The term had been around for a while. First described in the middle of the 19th century, it was named by scientists who were studying the upper atmosphere around the North and South poles in 1952.
But most of us, at least in the Eastern one-third of the United States, never heard it used until four winters ago, when a six-week-long outbreak of polar temperatures was accompanied by record winter snowfall in many locations.
That was when “cold wave,” the phrase most of used to describe arctic cold when it extended more than three or four days, gave way to “polar vortex.” (Briefer outbreaks were simply “cold snaps”).
And the term, largely absent from your TV meteorologist’s vocabulary during the winters of 2016-18, is back in use this winter as temperatures in the northern Midwest and northern Plains states reached all-time low temperatures of -20 to -40 decrees Fahrenheit.
So what is a polar vortex? It’s a large and persistent low-pressure cyclone that rotates counter-clockwise at the North Pole and clockwise at the South Pole, trapping cold air beneath and concentrating it in arctic regions.
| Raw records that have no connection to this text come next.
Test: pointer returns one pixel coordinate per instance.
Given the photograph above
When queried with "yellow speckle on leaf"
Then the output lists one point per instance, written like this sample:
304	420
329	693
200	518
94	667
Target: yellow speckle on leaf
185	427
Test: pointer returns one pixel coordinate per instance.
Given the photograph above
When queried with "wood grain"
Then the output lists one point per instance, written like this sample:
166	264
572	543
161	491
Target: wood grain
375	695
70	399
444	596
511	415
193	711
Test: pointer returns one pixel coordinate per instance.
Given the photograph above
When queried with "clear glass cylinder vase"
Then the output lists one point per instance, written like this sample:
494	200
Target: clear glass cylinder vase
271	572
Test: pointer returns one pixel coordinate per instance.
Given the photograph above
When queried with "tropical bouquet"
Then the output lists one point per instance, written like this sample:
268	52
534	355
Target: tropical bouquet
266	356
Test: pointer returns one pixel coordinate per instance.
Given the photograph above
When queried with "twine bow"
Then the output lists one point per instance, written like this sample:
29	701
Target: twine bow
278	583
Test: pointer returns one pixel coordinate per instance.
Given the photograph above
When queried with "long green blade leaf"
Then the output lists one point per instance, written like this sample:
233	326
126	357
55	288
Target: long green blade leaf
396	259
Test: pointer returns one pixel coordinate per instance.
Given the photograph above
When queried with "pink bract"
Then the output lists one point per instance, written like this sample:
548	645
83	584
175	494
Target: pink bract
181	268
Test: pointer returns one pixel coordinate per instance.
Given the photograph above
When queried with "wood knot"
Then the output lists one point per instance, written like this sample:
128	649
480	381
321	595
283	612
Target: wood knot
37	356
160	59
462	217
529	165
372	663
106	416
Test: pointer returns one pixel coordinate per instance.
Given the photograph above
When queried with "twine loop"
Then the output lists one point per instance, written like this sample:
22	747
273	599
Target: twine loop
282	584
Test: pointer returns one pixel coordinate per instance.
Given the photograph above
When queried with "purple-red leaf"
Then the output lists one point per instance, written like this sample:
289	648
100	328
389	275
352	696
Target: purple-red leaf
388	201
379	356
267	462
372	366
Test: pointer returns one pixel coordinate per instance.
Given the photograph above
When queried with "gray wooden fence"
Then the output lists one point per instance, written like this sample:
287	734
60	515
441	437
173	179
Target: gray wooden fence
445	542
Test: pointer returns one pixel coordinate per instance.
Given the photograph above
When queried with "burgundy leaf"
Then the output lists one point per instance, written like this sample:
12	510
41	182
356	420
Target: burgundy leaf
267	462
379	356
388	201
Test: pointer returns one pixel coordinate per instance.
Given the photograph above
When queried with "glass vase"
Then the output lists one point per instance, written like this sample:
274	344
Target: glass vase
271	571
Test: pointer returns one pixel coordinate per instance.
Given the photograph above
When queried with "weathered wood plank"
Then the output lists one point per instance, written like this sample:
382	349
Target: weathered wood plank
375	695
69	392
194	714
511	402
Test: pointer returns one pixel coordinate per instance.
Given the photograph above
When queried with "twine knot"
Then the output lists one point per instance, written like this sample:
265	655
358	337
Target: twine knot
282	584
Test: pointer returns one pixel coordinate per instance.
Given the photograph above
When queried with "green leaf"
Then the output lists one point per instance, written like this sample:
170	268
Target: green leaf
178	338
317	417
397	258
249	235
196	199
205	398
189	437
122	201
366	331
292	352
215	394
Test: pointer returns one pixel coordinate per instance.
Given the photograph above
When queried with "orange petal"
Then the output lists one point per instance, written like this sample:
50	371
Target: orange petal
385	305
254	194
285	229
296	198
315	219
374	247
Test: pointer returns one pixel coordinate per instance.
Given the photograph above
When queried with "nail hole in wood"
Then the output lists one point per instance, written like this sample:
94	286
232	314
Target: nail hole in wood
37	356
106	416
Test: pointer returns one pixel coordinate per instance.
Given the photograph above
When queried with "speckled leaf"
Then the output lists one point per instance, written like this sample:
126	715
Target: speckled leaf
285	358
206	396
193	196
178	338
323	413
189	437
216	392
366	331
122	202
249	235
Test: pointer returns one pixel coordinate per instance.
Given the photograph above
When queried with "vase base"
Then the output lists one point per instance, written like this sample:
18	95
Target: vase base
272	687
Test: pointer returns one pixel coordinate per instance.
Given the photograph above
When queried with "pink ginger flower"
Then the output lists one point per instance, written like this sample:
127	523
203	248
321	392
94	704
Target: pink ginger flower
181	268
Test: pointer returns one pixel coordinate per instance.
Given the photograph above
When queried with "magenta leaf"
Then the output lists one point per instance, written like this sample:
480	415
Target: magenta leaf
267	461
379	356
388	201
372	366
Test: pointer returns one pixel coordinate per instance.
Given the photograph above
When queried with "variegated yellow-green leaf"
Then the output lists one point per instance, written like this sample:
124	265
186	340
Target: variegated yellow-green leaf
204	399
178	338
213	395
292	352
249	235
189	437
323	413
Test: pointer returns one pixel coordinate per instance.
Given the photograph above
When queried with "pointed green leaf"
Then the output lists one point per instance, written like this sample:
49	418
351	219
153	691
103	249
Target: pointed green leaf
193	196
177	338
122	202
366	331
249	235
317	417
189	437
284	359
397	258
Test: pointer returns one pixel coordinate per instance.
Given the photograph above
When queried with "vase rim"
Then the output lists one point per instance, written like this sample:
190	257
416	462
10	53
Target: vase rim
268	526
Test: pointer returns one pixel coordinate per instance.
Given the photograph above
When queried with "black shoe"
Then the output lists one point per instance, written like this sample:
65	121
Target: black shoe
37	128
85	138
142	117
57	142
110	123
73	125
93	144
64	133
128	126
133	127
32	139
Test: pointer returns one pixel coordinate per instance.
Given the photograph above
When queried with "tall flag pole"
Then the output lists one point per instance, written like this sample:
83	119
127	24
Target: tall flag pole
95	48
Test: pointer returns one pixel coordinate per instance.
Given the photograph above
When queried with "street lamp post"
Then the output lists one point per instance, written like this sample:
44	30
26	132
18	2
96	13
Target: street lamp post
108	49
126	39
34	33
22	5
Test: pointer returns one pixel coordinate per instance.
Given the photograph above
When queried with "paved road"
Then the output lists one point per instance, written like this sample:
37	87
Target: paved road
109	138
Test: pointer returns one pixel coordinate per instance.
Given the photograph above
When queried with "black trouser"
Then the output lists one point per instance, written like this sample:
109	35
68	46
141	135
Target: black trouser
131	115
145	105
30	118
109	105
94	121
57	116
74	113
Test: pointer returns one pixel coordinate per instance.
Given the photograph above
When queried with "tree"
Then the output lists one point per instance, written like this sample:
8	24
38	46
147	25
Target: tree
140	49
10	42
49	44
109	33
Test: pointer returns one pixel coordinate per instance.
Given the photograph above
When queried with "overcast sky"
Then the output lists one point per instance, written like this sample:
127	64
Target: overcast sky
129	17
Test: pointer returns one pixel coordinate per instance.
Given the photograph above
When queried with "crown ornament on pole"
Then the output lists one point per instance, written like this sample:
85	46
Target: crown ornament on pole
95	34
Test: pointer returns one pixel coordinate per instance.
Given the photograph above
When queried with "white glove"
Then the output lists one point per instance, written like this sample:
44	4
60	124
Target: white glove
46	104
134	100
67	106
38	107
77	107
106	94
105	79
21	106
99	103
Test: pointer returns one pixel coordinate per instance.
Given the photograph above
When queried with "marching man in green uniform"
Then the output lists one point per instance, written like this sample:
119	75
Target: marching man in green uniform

Occasionally, the vortex will weaken and split, spinning off a piece of itself south from the pole. The result is that the air in northern Minnesota is every bit as cold or colder than locations within the Arctic Circle.
Words and phrases come and go. Some likely disappear forever, such as the cowboys’ description in the late 1800s of a courageous person as someone with “more guts than you could hang on a fence.” Or the term “oojah,” which is what people said more than a century ago when they couldn’t remember the name of something.
Wonder why they didn’t just say “whatchamacallit” like the rest of us since at least 1921?